Borrowing from content-addressed languages

The fix follows how content-addressed systems handle this:

  • Dhall hashes the αβ-normal form. It evaluates and canonicalizes, so equivalent expressions hash identically regardless of how they're written. Hash a normal form, not syntax.
  • dCBOR / protobuf omit default values from the canonical form; a field at its default is indistinguishable from an absent one. A default contributes nothing to identity.
  • Unison content-addresses code structure and keeps names as separate, migratable metadata, so renames never break references. Address a stable essence; keep mutable presentation (names, URIs, labels) separate.

The canonical normal form

Identity is hash(module + canonical(config)), where canonical is: evaluate (expand ~versions and config methods), strip non-identifying fields (Field(identifying=False)), recursively drop keys equal to their default (descending into nested models), then serialize as sorted, compact JSON. pydantic's coercion does the numeric folding (11.0) upstream, so no separate pass is needed.

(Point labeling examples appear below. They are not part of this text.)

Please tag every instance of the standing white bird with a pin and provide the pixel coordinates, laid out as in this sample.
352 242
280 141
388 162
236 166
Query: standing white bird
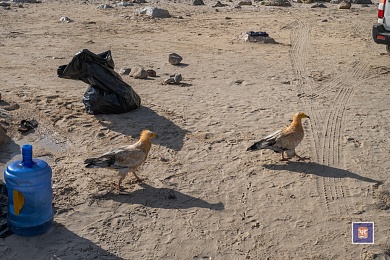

The payoffs map back to the failures:

  • Version spelling is UX, not identity. Two spellings that evaluate to the same config share an identity. The version layer is how you dial in a config; it can be renamed or restructured while the underlying research stays stable.
  • Schema evolution is safe. Adding a config field with a default leaves prior records' canonical form unchanged, so they remain reachable.
  • Volatile location is solved by letting a field leave identity (Field(identifying=False)) while a content predicate (predicate_from_manifest) re-identifies the data by a stable id.

References, not by-value

Complex or environment-dependent things (a factory, a dtype map, another interface) enter the canonical form by reference (the (module, version) element form), never by value. A reference identifies by name + args, not by the behavior of the referenced code. This is the Unison caveat: rename is safe, repointing is invisible, so use a predicate if you need behavior-identity. Hashing arbitrary objects by value is exactly the fragility the canonical design avoids.

Matching follows identity

The lookup path (find/singleton) matches on the same canonical identity_key, not on the literal version, so a record stored under one spelling is found by any equivalent spelling. The dedup tuple is (parent_id, identity_key, predicate_key); relations never affect it.

MIT Licensed